Get hidden states from LSTM and Transformer encoders

alexyalunin · April 13, 2019, 1:17pm

Hi, I want to train an autoencoder based on LSTM and Transformer, eventually I want to get hidden states after the encoder part. There are lots of implementations on the web using the encoder-decoder structure of them, however, on the models of Fastai an encoder represents an Embedding matrix like here transformer and here awd-lstm. How do I get hidden states from encoders from these models?

sgugger · April 13, 2019, 5:55pm

Not too sure what you’re asking: in fasti the core models Transformer and AWD_LSTM return the hidden states and even the final model returns output,raw_hiddens,hiddens to enable AR/TAR regularization.

alexyalunin · April 13, 2019, 6:09pm

As far as I understood these models are language models, e.i. they return hidden states and calculate derivatives for them for each step. I’m looking for lstm and transformer with encoder-decoder architecture like for machine translation.

sgugger · April 13, 2019, 6:10pm

There are none in fastai. You will have to build them yourself or take them from other repos.
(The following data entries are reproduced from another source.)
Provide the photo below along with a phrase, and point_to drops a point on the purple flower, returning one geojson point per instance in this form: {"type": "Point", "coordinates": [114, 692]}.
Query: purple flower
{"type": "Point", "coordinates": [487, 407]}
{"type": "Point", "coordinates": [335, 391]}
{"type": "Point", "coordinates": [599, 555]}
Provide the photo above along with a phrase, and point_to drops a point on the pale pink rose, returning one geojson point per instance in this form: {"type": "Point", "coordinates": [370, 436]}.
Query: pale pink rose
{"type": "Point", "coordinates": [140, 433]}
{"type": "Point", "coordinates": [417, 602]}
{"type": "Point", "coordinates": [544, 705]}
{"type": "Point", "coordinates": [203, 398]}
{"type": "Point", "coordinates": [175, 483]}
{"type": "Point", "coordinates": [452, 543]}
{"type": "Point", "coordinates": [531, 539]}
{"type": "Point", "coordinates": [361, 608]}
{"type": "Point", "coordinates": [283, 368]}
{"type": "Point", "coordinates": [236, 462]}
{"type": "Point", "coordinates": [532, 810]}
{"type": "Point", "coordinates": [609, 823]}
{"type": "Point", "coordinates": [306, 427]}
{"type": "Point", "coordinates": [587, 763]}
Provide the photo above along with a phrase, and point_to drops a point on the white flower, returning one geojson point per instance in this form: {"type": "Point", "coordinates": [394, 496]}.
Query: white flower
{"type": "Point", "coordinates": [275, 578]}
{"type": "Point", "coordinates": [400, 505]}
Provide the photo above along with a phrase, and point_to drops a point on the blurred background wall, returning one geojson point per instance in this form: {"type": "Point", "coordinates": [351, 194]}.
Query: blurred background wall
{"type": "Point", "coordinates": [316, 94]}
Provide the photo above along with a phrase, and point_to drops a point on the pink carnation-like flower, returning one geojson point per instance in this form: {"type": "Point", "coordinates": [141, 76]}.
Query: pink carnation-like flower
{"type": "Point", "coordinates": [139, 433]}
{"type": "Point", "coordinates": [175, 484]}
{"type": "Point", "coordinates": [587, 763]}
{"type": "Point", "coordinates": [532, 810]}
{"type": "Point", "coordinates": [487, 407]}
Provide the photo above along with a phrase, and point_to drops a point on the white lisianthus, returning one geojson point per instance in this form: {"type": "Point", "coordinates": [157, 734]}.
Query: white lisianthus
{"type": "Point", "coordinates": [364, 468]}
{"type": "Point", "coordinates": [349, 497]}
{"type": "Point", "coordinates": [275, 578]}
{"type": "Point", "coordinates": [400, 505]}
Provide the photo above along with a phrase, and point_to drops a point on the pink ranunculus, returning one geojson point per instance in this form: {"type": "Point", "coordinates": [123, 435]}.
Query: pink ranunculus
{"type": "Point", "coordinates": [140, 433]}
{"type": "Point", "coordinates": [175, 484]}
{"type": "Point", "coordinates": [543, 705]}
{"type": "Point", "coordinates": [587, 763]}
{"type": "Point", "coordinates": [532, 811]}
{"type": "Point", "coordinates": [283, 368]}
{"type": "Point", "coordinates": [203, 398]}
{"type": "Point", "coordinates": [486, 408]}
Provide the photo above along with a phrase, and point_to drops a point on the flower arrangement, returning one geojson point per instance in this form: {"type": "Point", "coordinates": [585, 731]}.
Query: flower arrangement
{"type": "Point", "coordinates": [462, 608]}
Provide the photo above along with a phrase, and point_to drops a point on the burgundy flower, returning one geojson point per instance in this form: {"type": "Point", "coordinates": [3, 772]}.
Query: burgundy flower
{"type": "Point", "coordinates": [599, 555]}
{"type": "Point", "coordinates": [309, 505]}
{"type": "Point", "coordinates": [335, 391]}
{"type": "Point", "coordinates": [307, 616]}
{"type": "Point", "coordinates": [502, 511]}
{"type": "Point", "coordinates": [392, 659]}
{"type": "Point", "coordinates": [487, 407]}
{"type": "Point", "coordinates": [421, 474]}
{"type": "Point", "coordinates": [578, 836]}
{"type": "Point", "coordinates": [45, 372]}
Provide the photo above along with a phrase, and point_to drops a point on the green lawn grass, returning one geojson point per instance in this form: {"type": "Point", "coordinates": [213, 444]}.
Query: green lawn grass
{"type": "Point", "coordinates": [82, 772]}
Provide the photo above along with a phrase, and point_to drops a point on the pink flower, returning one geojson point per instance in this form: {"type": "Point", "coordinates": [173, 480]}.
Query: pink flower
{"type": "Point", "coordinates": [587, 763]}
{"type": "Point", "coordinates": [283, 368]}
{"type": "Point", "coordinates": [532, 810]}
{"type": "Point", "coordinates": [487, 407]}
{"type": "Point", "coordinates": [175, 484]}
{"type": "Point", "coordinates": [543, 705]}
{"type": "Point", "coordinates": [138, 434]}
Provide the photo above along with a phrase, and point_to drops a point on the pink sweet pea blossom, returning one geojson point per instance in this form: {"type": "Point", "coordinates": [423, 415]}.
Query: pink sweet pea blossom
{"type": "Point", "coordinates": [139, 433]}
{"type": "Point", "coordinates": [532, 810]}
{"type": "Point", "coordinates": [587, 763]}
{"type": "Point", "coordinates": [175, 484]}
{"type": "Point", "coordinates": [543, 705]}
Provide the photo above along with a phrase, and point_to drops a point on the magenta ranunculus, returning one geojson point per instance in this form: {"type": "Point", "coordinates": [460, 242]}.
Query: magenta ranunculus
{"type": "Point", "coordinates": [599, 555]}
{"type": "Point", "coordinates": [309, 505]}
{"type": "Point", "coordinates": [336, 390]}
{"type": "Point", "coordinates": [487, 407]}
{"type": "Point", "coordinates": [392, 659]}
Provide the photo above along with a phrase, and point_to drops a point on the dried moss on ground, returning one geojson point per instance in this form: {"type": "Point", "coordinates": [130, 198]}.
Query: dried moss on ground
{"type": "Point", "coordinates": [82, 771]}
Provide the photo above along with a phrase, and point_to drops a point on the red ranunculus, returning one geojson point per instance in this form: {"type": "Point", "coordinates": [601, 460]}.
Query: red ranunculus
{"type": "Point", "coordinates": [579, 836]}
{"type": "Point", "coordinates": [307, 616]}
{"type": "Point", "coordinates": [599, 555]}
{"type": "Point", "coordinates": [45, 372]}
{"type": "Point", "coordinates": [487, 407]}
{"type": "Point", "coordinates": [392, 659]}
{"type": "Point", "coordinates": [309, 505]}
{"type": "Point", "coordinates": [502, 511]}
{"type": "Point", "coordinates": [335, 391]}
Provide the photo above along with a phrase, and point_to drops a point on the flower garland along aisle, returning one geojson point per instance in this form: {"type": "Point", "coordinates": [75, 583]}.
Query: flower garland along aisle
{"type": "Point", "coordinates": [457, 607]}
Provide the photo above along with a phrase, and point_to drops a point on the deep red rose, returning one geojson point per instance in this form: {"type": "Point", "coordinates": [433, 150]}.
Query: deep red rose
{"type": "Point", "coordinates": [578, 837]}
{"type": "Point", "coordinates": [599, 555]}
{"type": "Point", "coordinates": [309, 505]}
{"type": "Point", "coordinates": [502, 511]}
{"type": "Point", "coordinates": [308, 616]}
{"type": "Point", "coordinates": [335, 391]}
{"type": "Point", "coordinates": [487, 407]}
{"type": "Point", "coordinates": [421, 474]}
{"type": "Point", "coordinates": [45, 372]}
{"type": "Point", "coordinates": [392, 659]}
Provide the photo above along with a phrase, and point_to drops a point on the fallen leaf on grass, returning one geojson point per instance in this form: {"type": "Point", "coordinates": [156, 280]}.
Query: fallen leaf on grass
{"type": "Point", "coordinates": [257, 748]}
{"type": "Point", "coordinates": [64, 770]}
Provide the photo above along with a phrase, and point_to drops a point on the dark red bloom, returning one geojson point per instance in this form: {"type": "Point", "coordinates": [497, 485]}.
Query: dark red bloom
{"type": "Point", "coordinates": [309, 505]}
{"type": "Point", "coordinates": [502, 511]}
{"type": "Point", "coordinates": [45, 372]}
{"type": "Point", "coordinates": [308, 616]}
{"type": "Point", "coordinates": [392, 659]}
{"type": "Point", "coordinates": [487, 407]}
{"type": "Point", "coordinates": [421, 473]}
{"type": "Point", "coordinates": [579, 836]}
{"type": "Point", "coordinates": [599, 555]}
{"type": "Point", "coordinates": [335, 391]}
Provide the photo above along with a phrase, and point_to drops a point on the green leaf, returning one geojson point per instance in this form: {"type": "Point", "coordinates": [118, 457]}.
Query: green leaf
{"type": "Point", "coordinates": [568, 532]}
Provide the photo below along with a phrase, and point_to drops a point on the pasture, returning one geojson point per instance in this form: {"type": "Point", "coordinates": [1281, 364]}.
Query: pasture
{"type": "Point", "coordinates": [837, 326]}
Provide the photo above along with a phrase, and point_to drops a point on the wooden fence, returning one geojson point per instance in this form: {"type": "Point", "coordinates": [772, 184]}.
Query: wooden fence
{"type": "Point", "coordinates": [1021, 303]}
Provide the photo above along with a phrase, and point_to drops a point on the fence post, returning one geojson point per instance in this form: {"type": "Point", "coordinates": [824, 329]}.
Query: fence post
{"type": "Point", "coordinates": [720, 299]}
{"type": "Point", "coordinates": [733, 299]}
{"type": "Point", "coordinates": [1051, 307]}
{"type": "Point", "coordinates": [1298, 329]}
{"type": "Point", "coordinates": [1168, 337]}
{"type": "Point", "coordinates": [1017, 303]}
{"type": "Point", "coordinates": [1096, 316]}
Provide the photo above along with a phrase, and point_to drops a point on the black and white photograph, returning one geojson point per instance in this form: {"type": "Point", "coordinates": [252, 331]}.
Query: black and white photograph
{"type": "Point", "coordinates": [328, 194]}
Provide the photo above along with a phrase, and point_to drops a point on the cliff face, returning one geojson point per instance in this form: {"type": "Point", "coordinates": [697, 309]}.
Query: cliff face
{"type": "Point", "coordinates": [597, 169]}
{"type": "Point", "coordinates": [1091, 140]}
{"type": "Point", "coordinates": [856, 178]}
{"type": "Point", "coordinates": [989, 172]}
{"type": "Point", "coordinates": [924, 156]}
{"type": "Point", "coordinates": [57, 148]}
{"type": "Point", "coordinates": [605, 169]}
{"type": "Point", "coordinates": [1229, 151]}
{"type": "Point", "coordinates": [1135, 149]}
alexyalunin · April 13, 2019, 11:07pm

Thank you for the reply. Last question: is it even possible to train such a model with fastai? I mean to train such models efficiently I would need to provide sourse masks and target masks for the batches. I assume that fastai learner accepts only 2 parameters (x,y) in TensorDataset not (x, y, src_mask, trg_mask).

sgugger · April 14, 2019, 12:03am

x and y can be lists of tensors, so I don’t think there is a problem here.